As one ascends, governance unfolds spatially:
- Exhibition and information centers at lower levels
- Citizen facilitation and public interface spaces
- Departmental offices overlooking shared courtyards
- Breakout terraces and semi-public gathering zones
The architecture ensures that the citizen remains visually and physically connected to institutional processes.
Programmatic Reorganization: From Bureaucracy to Public Platform
By shifting certain administrative functions outward, the ward office frees space for civic programming. The building integrates:
- Information Dissemination Centers
- Exhibition Areas displaying public proposals
- Amphitheaters for debate and assembly
- Citizen Facilitation Desks
- Libraries and student resource centers
- AV rooms and community workshop spaces
This layered programming transforms the ward office into a hybrid civic hub—part administrative center, part cultural institution, part public square.
The ground plane becomes an interactive amphitheater, allowing meetings and gatherings to spill outward. Mid-landings along the ramp serve as informal breakout spaces with seating and information kiosks. Intermediate terraces act as outdoor rooms for collective activities.

Form and Spatial Configuration
The building mass is broken into an L-shaped configuration framing a central courtyard. One wing rises three floors while the other extends to six, maintaining contextual sensitivity to surrounding structures.
Transparency and permeability guide the facade strategy. Rather than monumental solidity, the architecture communicates openness. Visual connectivity across levels reinforces institutional accountability.
The corridor overlooks the ramp and courtyard, ensuring that circulation is always relational—never isolated.
Decentralization Through Annexes
The second and third scales of intervention extend governance into neighborhoods. The Area Councillor’s Office operates as a modular annex attached to existing schools and public institutions. These plug-in structures create localized platforms for proposal displays, citizen facilitation, and community meetings.
By embedding governance within educational campuses and public nodes, the project dissolves the psychological and physical distance between citizen and state.
Landscape as Democratic Ground
Landscaping is not ornamental but civic.
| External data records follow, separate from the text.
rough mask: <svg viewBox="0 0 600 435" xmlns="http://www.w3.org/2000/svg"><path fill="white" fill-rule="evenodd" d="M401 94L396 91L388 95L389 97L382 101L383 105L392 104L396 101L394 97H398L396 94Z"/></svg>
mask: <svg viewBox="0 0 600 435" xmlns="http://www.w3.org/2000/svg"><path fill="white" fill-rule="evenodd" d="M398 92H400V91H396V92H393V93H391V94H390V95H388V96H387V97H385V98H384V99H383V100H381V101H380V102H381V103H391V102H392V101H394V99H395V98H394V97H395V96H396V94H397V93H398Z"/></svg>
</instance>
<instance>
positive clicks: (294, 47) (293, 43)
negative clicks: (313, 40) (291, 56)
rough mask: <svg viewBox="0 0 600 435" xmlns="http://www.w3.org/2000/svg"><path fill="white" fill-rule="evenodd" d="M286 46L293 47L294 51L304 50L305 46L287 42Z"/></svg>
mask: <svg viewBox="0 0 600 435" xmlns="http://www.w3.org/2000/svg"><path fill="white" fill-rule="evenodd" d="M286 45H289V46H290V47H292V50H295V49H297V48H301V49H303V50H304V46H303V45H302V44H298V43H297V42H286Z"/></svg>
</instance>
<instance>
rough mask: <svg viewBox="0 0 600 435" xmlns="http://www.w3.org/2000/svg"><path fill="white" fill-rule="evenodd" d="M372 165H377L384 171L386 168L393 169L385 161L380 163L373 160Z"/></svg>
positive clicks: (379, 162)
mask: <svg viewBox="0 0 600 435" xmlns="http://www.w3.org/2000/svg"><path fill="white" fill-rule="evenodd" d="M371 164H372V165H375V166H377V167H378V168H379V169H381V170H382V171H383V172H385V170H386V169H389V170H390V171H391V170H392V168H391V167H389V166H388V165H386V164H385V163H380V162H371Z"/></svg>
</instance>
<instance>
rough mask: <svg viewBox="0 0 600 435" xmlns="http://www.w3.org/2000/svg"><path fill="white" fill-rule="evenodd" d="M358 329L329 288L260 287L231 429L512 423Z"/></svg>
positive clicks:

The amphitheater-like ground integrates with the sloping road, inviting spontaneous occupation. The absence of gates or rigid boundaries fosters a sense of collective ownership.
Public meetings can extend into the open court. School events can overlap with civic discussions. The architecture becomes a shared urban stage.
Toward a New Model of Urban Governance Architecture
Everyday X Governance proposes that civic architecture must move beyond institutional monumentality. Instead, it must operate as an infrastructure for participation.
In Mumbai’s dense and complex urban fabric, this project demonstrates how architectural design can:
- Democratize administrative processes
- Encourage transparency and accountability
- Enable multi-scalar participation
- Transform bureaucratic buildings into civic commons
Through its spatial strategies—ramp as street, courtyard as forum, annex as decentralized node—the project repositions governance within the rhythms of everyday life.
By reframing the ward office as an extension of the public realm, Smriti Bhaya’s thesis establishes a compelling vision for contemporary civic architecture. It challenges architects to rethink how governance buildings can become participatory, permeable, and socially embedded.
In doing so, Everyday X Governance offers not just a building, but a model for participatory urban governance in rapidly evolving cities.